With a history dating back to the late 1960s in Mongkok, JUNON – the 852’s first revolving restaurant, closing in the 80s – reopened earlier this year, relocating to Wanchai in collaboration with Cantopop star Hins Cheung.
JUNON may no longer be revolving, but the turn-of-the-century opulence remains, from the elaborate wooden facade to the interiors decked out with with heavy draping, antiques, plush patterned carpets and a showstopping stained-glass ceiling. Yes, it’s OTT, but it’s all the more fabulous for it.
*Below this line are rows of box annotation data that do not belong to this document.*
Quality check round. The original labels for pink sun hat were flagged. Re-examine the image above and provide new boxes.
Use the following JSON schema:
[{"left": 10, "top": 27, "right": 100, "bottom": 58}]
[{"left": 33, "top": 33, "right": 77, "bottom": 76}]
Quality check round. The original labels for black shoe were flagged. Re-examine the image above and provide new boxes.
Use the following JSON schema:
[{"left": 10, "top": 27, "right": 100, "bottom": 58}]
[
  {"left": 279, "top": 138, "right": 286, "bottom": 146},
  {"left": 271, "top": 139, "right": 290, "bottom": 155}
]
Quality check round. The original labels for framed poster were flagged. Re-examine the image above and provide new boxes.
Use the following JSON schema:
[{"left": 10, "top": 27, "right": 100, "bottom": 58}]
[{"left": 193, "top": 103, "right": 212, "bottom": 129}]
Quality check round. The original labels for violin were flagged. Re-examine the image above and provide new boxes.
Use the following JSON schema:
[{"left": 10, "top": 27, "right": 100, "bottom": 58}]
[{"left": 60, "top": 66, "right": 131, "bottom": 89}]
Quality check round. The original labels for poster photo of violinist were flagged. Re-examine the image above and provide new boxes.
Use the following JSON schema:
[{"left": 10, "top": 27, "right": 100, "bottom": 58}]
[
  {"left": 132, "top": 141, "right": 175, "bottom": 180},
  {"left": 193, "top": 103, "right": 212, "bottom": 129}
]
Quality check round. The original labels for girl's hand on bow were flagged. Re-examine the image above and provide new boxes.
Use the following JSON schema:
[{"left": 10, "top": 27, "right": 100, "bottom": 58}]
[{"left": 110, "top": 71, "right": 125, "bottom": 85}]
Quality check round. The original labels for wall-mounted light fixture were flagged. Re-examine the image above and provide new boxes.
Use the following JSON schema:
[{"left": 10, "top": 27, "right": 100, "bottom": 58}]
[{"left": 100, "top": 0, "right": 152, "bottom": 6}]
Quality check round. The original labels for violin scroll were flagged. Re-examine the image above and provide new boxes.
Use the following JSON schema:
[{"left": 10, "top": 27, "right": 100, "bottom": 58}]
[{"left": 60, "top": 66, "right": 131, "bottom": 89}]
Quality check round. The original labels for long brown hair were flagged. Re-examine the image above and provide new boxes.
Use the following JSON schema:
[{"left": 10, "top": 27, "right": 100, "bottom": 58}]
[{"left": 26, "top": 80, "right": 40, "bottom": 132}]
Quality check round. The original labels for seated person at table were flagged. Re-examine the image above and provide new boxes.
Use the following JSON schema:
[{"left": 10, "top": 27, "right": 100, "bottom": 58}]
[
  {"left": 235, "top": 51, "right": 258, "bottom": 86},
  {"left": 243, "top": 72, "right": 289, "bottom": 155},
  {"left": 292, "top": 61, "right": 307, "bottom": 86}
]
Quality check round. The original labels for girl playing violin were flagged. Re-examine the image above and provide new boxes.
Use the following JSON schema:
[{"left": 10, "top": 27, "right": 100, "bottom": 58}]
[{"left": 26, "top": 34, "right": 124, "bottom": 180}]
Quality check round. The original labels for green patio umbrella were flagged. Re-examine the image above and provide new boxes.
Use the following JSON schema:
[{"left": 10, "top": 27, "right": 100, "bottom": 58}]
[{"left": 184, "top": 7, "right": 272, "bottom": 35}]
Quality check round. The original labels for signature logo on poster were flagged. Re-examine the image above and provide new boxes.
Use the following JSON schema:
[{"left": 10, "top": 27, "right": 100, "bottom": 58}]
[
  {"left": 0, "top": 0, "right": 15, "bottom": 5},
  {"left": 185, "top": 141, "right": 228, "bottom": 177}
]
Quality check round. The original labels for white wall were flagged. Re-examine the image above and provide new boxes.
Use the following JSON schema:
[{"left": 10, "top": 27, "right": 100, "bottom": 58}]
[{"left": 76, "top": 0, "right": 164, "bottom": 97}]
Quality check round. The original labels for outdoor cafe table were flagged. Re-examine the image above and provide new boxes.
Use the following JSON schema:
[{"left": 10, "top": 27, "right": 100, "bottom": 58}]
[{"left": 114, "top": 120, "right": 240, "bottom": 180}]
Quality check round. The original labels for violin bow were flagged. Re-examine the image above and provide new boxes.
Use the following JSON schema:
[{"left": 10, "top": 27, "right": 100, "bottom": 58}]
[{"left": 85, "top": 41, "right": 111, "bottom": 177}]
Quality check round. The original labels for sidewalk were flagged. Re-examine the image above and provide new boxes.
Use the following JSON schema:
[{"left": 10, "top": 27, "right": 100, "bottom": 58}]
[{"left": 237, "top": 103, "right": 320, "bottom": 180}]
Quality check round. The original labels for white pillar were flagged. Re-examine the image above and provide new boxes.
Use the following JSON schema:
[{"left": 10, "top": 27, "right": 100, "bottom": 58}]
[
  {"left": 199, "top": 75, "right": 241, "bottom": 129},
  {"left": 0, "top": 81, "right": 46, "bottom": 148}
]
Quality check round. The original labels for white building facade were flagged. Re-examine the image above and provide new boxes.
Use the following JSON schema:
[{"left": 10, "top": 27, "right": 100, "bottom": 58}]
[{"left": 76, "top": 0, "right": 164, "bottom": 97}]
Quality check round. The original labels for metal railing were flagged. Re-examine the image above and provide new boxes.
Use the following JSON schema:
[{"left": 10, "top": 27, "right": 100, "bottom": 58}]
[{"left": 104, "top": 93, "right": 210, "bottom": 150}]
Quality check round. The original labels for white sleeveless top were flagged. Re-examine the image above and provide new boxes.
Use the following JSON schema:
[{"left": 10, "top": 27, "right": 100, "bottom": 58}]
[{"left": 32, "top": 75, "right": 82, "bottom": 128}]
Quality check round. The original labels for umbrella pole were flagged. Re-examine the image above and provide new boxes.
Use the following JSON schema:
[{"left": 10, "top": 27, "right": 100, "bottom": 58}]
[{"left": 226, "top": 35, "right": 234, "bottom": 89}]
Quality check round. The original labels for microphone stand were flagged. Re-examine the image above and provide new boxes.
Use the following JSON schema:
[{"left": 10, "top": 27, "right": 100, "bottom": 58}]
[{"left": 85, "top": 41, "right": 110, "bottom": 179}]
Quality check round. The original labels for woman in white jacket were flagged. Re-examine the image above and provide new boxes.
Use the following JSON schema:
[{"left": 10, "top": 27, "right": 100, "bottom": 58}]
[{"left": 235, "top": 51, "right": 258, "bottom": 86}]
The interior encompasses three spaces: the hallmark of JUNON is the French fine-dining restaurant with stage, where local and international musicians perform nightly – dubbed La Scène de JUNON – then there’s a more casual (but still quite luxurious) bistro and a bar.
Chef Bruno Ménard
Overseeing all three is new culinary director Bruno Ménard, who arrives to Hong Kong with three Michelin stars to his name. Chef Ménard is based in Singapore, but he travels to Hong Kong each month for fine-tuning at JUNON (unlike other consulting chefs who usually love us and leave us after just a few months).
The chef’s menus at JUNON are seasonal, combining his extensive French culinary background (side note: his father is one of France’s top chocolatiers) with Japanese flavours and techniques gained during his years helming French restaurant L’Osier in Tokyo, where he was awarded the trio of stars.
JUNON lunch menu
For lunch, there are both set and à-la-carte offerings (the menu is charmingly printed each morning as a retro newspaper from the 60s, with stories and ads to match), but come dinnertime, it’s all about the five- ($1,688/person) and six-course ($1,888/person) tasting menus.
We loved everything about our meal at JUNON, which included:
Light and delicate mushroom tiramisu, a savoury twist on the classic Italian sweet
Pretty-as-a-picture lightly cooked Tasmanian trout with chlorophyll jelly, wasabi and vegetable condiments
Hanwoo beef with black truffle jam, beetroot couscous, cacao vinegar and hibiscus oil, an intriguing combination of flavours that sung
Chocolate Madness, a chocoholic’s dream of rich, nutty brownie accompanied by chocolate sorbet laced with allspice, warm chocolate espuma and a sprinkling of crumbled biscuit, salted almond and other assorted crunchy, chocolaty bits
Some of the loveliest petits fours we’ve had in Hong Kong – the salted-caramel wafer “sandwich” was our fave of the winning quartet
2/F, Wu Chung House, 213 Queen’s Road East, Wanchai, 2808 0882, book online
This write-up is based on a complimentary media tasting provided in exchange for an honest review and no monetary compensation. The opinions expressed here represent the author’s.